At first, we were planning to use Lambda for running the simulation. However, the Python script that runs the simulation has some multiprocessing operations that aren't supported by the hardware in Lambda. Therefore, we opted to use ECS and Fargate instead.
After the migration to ECS, the project was running smoothly. We're pretty happy with how things turned out. As a bonus, there were hidden advantages in ECS over Lambda that we found as well:
- We had more control over the compute power of the Fargate instances, which sped up each simulation task.
- We implemented SOCI index to speed up the container pull times.
Our simulation process takes less than a minute to run, meaning our people at the mines are happy.
HOWEVER... All good times must come to an end 😭
One Monday morning, I came into work and was told that the simulation hadn't been updating for a few days. Timidly, I opened up the simulation dashboard to see the words:
"Simulation age: 35k seconds"
Bright red, signalling that there is an issue in the simulation process.
I scrambled around and opened a new tab to access the AWS console. I access CloudWatch straight away. I check the ECS task log group.
Nothing. No simulation logs whatsoever.
Where are my ECS tasks?
In another tab, I opened up EventBridge, which was responsible for spawning new ECS tasks. I wanted to see if the schedule was tampered with.

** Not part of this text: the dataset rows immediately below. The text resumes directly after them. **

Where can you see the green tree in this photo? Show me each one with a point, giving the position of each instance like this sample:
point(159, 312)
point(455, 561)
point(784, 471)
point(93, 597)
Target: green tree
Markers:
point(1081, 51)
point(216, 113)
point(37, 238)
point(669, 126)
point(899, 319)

It should be set to run a simulation every minute. But maybe the settings for the dev environment, with a much lower simulation frequency, were accidentally applied to the prod environment as well.

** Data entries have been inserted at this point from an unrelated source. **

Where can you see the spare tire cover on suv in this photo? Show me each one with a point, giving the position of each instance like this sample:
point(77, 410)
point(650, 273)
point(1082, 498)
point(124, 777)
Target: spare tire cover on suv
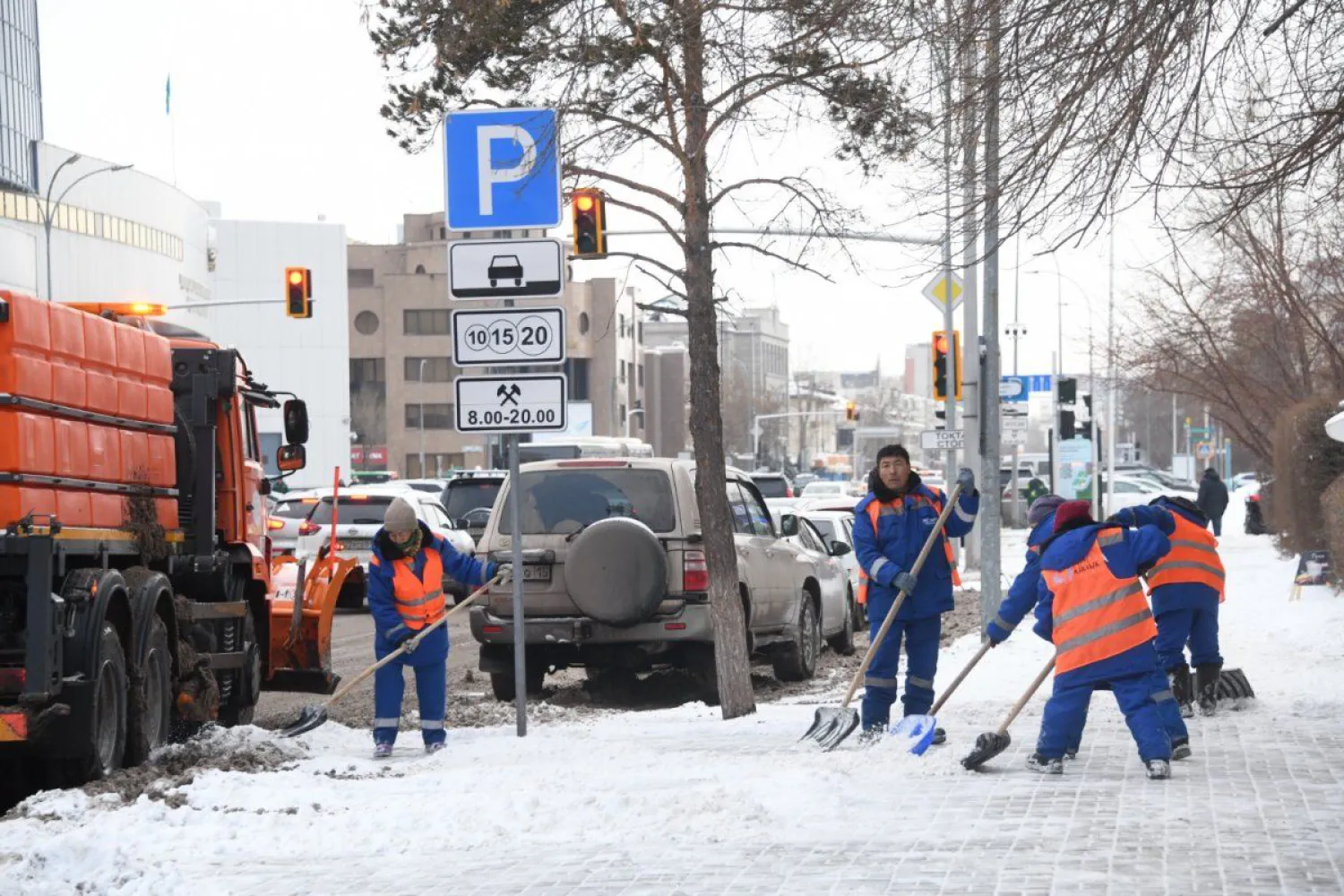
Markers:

But no. The EventBridge scheduler was surely displaying a schedule of rate(1 minutes)
.
Running out of options, I opened up the ECS console to check the ECS service health.
And there I saw, 100 ECS tasks, all 3 days old, still in a running status.
I changed the filters to show stopped tasks as well. It turns out EventBridge was doing its job after all - there was a new task spawning every minute. But it was failing straight away because there were no more IP addresses available in the account.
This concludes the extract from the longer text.